Second, for the intervention that awakes the user, thermal stimulation (temperature change) and tactile stimulation (vibration or air-blowing to the skin) have been found to reduce drowsiness without inducing discomfort. Goto et al. (2022) developed an anti-drowsy system with cold and warm skin stimulations, which could change the participants’ autonomic nervous system activity and reveal an improvement in alertness and concentration. Saket et al. (2013) mark that vibrations with 200-600ms gaps, widely used for phone and smartwatch notifications, give users a sense of urgency and alertness while not disrupting others by sound. Since vibration can be simply achieved by small and lightweight electric motors, we decide to provide vibration through multiple areas on the headset that directly touch the skin on the back of the user’s ears, neck, and scalp, which is very sensitive and can cause the best results.

To summarize the device mechanism, it has two main components: the blink detector and the vibrator. The embedded algorithm in the detector keeps monitoring and determines the user’s fatigue level. If it is above the threshold, the vibration will be activated, which alerts the user and decreases drowsiness until below the threshold. Then, the vibration will stop until drowsiness is detected again, creating a feedback loop. In the next section, we provide a method to test this hypothesis: the vibration intervention will decrease drowsiness and change the user’s cognitive status.

Material and Technology

The VIVE headset comprises three technical units: the muscle detector, the vibration generator, and a chip for analyzing the data. The muscle detector is located near the outer side area of the eyes, detecting mainly the orbicularis oculi muscles’ movements when the user blinks. The data is transmitted to the chip using machine learning to analyze the user’s blinking frequency and characteristics. After studying the user’s abilities, the vibration generator will be therefore activated accordingly when it receives the signal of fatigue. The vibration generator sends strong and concise motions directly to the user’s skin to alert the user without loud sounds and annoyance. The sensibility of the user’s skin and their consequential reaction may vary, therefore we have chosen three different vibration locations to test the adaptations: one above the ears, one under the ears, and the other one on the back head area. The three locations are incorporated into the existing design with enough space for placing the generators as well as structurally hold the weight and stable the wearing. The charging location is on the headset’s inner side, designed to be wireless charging. The battery will be located along with the vibration generator to provide stable electricity to the motor. It will use fewer electrical wires inside the device to avoid redundancy of wires. The material of the shell is selected to be carbon fiber because it has high stiffness, high tensile strength, low thermal expansion, and is lightweight. Thus it could hold the delicacy of the chips inside nicely, and when the overheating of technical components occurs, it will not deform very easily.

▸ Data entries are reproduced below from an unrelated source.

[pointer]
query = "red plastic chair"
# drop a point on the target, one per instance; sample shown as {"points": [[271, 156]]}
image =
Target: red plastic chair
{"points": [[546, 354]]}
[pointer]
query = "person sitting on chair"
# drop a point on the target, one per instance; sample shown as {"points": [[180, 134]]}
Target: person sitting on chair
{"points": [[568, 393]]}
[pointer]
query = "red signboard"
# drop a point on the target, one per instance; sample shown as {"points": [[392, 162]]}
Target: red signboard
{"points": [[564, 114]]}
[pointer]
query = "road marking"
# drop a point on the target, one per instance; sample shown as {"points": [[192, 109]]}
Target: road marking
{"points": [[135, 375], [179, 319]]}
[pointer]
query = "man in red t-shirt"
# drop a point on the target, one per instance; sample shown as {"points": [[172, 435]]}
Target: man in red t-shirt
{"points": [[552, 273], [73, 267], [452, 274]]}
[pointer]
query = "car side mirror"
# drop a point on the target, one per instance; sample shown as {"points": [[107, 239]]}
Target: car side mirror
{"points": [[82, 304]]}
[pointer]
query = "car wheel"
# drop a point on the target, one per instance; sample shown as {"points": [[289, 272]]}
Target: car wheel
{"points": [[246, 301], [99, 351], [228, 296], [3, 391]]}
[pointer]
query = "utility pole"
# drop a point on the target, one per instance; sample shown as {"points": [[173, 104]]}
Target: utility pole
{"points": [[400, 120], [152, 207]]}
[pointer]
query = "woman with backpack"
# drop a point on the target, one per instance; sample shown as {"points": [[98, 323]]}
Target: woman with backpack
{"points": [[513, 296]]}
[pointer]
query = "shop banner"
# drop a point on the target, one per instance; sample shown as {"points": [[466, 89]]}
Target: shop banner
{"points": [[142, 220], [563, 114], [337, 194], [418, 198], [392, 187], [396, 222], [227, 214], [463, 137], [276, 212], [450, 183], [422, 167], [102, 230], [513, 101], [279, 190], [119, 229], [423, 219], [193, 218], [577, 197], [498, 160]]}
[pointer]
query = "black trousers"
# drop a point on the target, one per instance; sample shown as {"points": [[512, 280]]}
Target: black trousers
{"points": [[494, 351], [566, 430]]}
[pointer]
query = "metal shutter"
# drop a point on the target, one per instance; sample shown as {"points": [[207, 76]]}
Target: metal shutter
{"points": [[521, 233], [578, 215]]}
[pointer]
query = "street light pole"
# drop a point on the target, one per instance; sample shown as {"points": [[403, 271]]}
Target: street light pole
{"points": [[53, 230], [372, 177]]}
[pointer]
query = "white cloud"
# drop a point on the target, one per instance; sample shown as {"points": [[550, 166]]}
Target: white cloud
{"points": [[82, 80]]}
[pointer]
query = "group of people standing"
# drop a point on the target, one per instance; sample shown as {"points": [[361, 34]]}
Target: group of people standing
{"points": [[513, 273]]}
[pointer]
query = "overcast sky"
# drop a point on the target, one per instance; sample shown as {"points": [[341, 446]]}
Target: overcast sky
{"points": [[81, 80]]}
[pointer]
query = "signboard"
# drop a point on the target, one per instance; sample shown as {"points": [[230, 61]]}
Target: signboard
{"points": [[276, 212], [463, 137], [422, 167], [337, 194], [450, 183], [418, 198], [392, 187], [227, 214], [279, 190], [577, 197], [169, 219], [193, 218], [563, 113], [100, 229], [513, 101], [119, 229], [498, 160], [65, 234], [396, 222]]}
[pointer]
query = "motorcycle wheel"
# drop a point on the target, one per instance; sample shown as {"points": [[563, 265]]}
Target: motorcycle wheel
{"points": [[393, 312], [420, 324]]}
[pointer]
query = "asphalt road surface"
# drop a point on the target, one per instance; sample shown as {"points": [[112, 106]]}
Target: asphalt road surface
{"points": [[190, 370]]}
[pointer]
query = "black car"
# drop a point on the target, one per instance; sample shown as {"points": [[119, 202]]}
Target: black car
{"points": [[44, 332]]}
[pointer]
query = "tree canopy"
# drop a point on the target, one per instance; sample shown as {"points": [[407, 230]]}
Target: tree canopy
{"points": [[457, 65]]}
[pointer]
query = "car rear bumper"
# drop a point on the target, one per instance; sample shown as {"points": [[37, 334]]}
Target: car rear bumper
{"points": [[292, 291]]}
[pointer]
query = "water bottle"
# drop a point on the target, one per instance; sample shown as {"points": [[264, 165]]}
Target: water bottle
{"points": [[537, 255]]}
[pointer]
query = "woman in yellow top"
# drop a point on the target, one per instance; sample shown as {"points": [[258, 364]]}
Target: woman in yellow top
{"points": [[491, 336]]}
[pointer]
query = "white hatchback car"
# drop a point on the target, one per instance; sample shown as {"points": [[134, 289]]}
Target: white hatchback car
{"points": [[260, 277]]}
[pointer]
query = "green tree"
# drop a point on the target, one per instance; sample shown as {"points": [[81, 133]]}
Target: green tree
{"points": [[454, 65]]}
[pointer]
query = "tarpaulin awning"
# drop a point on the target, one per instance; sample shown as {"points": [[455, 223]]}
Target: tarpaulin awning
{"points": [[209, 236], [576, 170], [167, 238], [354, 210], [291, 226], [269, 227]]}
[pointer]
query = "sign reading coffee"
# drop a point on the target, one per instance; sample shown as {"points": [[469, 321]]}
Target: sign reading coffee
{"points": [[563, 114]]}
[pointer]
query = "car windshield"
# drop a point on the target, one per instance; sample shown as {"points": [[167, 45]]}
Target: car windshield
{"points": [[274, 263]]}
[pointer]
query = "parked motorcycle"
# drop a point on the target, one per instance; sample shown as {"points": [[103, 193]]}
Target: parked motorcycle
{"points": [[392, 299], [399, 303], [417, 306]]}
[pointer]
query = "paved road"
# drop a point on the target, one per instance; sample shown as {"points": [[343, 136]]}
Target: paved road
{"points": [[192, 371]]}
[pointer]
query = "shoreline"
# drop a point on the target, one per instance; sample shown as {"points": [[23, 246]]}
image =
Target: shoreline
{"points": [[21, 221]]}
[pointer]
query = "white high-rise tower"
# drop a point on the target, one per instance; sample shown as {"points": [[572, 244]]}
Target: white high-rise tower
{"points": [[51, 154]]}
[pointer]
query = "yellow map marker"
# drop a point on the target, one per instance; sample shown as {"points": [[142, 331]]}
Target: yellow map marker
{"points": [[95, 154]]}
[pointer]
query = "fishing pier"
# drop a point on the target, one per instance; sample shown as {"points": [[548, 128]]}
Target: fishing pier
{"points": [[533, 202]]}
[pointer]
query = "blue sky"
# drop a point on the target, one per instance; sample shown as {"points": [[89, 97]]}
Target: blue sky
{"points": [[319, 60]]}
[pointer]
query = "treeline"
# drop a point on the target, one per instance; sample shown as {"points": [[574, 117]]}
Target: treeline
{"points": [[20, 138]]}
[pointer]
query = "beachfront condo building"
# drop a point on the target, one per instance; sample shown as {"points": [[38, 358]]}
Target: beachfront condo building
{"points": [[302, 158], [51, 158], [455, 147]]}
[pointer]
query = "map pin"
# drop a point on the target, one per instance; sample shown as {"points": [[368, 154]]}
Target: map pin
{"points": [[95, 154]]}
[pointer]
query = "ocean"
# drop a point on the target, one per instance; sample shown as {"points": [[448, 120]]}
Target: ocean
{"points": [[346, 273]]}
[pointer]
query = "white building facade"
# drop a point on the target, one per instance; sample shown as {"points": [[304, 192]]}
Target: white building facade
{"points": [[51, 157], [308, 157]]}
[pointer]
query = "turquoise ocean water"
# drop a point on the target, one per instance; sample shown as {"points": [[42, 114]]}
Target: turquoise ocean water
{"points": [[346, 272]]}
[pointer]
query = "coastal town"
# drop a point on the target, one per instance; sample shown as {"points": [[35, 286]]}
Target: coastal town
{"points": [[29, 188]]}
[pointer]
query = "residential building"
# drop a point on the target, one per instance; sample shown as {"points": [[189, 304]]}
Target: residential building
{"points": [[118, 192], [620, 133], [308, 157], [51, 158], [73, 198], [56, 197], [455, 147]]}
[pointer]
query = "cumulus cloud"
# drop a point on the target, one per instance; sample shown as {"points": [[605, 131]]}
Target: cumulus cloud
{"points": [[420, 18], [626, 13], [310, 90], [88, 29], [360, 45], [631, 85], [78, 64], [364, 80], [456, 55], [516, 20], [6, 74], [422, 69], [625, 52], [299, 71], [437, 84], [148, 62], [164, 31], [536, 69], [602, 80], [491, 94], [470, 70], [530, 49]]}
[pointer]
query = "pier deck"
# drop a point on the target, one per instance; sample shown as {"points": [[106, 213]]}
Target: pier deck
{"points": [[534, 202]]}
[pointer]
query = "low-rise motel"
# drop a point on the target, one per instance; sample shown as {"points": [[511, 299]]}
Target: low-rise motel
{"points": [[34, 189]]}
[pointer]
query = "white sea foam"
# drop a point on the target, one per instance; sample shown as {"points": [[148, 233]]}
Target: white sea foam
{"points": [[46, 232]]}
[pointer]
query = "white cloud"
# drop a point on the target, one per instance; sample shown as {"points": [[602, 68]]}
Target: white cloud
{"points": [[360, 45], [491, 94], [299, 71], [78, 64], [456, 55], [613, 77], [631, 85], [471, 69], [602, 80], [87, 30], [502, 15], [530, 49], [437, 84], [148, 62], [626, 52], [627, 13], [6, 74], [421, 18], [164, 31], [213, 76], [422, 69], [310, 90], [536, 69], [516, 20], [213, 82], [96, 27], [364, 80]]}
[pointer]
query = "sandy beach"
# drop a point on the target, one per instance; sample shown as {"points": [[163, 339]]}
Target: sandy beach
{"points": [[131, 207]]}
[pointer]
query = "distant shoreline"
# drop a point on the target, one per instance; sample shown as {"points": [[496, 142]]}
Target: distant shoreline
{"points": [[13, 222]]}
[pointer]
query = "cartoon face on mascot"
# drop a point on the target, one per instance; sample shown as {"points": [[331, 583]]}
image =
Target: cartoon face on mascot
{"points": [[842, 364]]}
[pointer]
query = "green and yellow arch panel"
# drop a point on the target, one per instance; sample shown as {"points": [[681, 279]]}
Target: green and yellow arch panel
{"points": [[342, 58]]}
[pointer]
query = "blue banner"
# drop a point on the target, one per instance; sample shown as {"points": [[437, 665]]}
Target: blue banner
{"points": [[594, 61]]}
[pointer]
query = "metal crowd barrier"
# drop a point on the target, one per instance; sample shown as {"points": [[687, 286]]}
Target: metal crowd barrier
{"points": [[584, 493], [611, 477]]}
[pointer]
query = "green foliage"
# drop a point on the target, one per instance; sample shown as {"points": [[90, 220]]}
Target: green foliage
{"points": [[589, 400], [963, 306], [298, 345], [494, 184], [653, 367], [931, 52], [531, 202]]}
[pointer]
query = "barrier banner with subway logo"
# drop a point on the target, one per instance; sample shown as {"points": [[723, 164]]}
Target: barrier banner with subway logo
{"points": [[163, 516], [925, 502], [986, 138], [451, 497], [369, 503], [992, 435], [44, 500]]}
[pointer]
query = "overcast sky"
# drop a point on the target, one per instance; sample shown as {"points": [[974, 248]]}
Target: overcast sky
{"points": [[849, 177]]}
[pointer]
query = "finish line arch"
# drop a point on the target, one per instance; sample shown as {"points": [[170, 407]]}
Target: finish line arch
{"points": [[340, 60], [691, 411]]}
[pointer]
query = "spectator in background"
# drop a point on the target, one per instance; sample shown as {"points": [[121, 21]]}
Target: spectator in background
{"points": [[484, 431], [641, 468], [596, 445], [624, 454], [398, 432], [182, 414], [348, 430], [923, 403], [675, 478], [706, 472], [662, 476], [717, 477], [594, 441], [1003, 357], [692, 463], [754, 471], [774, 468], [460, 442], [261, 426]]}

Geometry Design Principles

The overall aesthetics of VIVE is inspired by the brain waves chart, especially the Theta wave shape, the one for drowsiness. In the design of the VIVE headset, our team uses one universal head size for the basic dimension: 59 cm in circumference, with two radii of 11.1 cm and 8.2 cm. Along with this dimension, the shape of the device is designed to be aligned with the head geometry, to provide a more comfortable and productive form for the users. Longitudinally, the overall thickness and weight of the headset descend from the back to the front. The weight of the device is expected to be loaded on the backhead area and the area upon the ears. Horizontally, the device is designed in a symmetrical geometry, to structurally balance the weight on both sides and stabilize the wearing. On the upfront area, this device is bridged by the thin tube above the eye area. It is designed to balance the horizontal shearing and avoid blocking the eyesight.

White Carbon Fiber

Carbon fibers are about 5 to 10 micrometers in diameter and composed mostly of carbon atoms. Carbon fibers have several advantages: high stiffness, high tensile strength, high strength to weight ratio, high chemical resistance, high-temperature tolerance, and low thermal expansion.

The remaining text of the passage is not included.